I can't explain the lump in my throat and the tears running down my face as I think about the kids at both orphanages that rarely have anything stable in their lives, but who had Kiki and now don't. I remember when I was at the Mission-Haiti orphanage and the kids knew Kiki was coming from Port, they heard the truck coming down the road and when he pulled into the gate they went sprinting for him. I am positive that the kids at For His Glory felt the same way and that they just lost one of their stable, Godly role models. I pray that our future kids are already alive and are at the orphanage, and that they are old enough to have known him and that he was able to impact them at their early ages! If that was the case, then I have high hopes of them becoming great people!

Here is Pam's e-mail from earlier tonight:
This is a really difficult email to write but many of you have heard or met
Kiki. He is our Haitian Director, best friend, translator, driver, hero to
the kids in the orphanage, and everything in between.  Last night he asked
for prayer because he was not feeling well.  This morning I received a call
that he had passed away in the night.

Mike and I are leaving for Haiti and will return on the 4th of September.

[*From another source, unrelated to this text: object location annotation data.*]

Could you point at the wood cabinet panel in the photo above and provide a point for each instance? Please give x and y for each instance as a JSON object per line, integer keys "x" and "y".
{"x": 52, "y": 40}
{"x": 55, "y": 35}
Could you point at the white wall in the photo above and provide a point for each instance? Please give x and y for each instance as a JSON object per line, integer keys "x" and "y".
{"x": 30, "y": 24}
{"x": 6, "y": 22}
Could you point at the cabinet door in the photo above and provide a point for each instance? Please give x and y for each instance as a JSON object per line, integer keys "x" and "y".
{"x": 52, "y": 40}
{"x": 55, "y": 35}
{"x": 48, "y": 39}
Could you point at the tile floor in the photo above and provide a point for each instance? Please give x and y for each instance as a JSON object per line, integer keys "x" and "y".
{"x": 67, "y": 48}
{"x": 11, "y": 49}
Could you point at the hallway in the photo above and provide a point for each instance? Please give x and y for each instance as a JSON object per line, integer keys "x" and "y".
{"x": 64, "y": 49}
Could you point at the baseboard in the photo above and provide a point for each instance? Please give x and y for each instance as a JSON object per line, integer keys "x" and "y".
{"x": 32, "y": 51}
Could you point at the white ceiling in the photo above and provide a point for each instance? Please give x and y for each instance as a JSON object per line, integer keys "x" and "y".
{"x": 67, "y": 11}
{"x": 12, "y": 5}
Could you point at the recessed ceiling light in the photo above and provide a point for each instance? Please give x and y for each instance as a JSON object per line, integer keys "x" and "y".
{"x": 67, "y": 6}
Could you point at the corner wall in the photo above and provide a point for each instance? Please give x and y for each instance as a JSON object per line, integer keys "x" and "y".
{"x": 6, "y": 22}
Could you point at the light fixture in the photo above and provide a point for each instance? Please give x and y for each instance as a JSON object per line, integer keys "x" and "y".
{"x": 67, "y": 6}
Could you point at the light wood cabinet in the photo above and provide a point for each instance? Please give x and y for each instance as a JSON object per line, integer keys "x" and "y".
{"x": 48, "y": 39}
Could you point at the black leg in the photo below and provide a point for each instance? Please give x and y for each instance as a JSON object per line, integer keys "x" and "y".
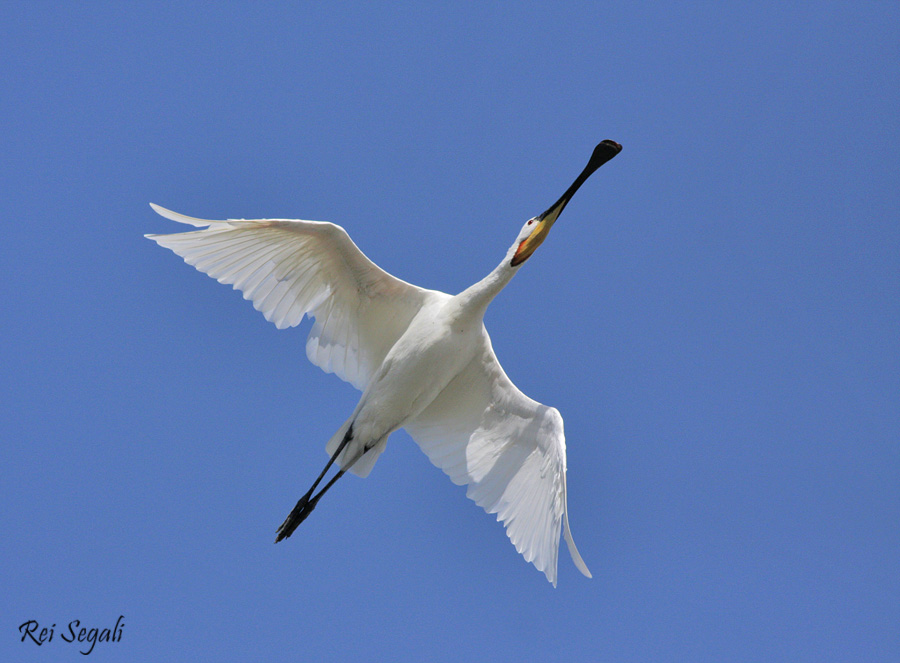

Please keep Kiki's parents in your prayers as well as all the children in
the orphanage.

Missing Kiki,
pam


Kiki guided Rebecca's team the 5 hours through the mountains to and from Port on Mission-Haiti's bus. The same bus that broke down about 30 times in the middle of the night on the team's trip back to Port to catch their flight. After leaving the bus on the side of the road to come back and pick up later, Kiki found a Haitian driver with a van to make it to the airport in time.